In the end I broke the ice by chatting with Deborah Texeira from the Children’s Laureate steering group, gulp, but this helped me relax and then Jade (another bookseller) arrived and that relaxed me even more, and I started moving around and chatting. The first author I met though was Patrice Lawrence, as I had to go across and tell her how much her book had meant to me (carefully not telling her that it had won the category).
Through the evening I was live tweeting for my branch of Waterstones, @WstonesDarlo which was great fun.
After the winners were announced I was also able to have a chat with the three winning authors:
I loved the whole process: the reading, the judging and the schmoozing 😉 and would love to do this regularly.
I will eventually give full reviews for each of the books in the longlist as I’ve read them all, but for the moment I’m going to give small reviews of the three category winners and why I thought they were the ones that should win.
Illustrated Book – “There’s a Tiger in the Garden” by Lizzy Stewart
“There’s a Tiger in the Garden” has such a nostalgic feel, both in the writing and the illustration that it is sure to be a classic.
The paper quality is excellent and the illustrations are rich and colourful with lots to explore, I keep finding new bits every time I read through it.
Read out loud as a story time book it is great as there are sections for different voices, noises and different tones, which make it an exciting book for children to have read to them.
A story about a bored girl, Nora, at her Grandma’s who, initially, doesn’t believe her Grandma when she is told there is a tiger in the garden.
Eventually, using her imagination, Nora sees lots of interesting and exciting things in the garden and develops an imagination that will see her through life.
Younger Fiction (5-12) and Overall Winner – “The Girl of Ink & Stars” by Kiran Millwood Hargrave
In ‘The Girl of Ink & Stars’, Kiran creates a believable world inhabited by believable characters.
The story starts as though it is going to be historical fiction set on an island in an imaginary tropical ocean, but as it progresses the mystical side of the island and their inhabitants start to develop.
A convincing mythology develops as the book grows on you, gently and from under your skin, until you’re immersed in Isabella’s world.

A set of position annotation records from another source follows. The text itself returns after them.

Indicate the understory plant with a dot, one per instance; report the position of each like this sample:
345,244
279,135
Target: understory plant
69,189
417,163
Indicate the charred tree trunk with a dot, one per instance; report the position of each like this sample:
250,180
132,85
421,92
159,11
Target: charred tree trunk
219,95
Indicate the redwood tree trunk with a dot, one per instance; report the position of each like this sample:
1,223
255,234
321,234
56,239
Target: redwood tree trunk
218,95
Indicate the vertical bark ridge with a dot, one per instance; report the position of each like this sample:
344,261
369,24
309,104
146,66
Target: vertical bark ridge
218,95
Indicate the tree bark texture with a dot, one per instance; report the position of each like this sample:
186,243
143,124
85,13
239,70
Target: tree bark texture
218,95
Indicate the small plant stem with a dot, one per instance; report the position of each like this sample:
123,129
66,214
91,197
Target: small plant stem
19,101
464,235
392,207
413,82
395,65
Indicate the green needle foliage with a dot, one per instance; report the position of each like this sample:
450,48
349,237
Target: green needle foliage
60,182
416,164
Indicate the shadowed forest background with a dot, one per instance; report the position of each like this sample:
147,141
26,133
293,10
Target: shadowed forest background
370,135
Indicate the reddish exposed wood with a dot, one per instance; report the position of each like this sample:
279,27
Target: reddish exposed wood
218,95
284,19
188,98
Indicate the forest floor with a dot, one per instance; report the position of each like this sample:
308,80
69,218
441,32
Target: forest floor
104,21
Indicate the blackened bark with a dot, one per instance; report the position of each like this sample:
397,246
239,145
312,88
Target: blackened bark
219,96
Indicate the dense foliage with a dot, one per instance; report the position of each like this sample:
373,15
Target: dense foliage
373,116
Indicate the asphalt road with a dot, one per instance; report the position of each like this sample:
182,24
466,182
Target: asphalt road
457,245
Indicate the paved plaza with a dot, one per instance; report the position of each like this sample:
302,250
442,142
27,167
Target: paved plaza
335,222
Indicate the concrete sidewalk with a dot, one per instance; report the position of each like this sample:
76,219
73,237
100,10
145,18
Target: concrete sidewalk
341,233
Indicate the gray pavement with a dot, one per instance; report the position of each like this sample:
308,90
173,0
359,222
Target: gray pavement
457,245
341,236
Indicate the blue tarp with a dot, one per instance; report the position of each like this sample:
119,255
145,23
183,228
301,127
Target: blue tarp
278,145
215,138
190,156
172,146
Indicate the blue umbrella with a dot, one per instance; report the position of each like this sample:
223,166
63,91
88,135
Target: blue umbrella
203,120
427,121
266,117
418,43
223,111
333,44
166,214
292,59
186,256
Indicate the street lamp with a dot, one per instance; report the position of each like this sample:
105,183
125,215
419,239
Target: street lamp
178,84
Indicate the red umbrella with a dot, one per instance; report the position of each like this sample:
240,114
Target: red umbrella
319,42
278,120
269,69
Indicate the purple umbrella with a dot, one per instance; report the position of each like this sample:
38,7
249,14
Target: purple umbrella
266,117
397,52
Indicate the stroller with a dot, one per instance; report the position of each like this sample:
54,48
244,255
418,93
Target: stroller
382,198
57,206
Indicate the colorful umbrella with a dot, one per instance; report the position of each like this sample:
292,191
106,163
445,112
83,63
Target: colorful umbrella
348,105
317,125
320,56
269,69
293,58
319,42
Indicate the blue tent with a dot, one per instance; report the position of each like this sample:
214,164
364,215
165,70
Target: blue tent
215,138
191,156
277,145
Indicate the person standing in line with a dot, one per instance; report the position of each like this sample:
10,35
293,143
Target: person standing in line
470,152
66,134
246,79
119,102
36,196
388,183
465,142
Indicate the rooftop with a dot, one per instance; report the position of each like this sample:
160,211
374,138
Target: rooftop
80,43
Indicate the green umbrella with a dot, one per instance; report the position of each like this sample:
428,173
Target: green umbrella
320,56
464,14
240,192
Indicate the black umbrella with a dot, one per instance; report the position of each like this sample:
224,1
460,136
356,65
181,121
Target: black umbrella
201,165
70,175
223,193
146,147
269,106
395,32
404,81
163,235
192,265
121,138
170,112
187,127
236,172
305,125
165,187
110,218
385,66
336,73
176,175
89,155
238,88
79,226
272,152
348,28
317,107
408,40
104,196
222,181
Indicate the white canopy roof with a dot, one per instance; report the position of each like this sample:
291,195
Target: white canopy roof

The magic feels real in the same way that Philip Pullman developed his magic in ‘His Dark Materials’, not overbearing and flashy but part of the world that you are reading about, normal.
The book is about Isabella’s journey to find her lost friend in a forbidden jungle, not only exploring the jungle but her islands past and coming to some fascinating discoveries.
Chicken House have again excelled in producing a beautiful product, with a wonderful cover by Helen Crawford-White, maps and small illustrations on each page, all which add to the reading experience.
Older Fiction (13+) – “Orangeboy” by Patrice Lawrence
‘Orangeboy’ is a singular book, in that it looks at the experience of a boy who has avoided getting into the gang system that whirls around him and attempts to suck everyone into their cycle of drugs, violence and machismo, only to be dragged in through the death of a girl he is with on a first date.
The book looks at man-boys, the press, inner-city culture and how circumstances can get out of hand and leave you floundering and unsure of what to do.
For me there was a personal resonance with the character of Marlon from my own background and history, this should speak to a lot of people of how hard it is to grow in these areas and not just get caught up.
A wonderful debut, looking forward to more.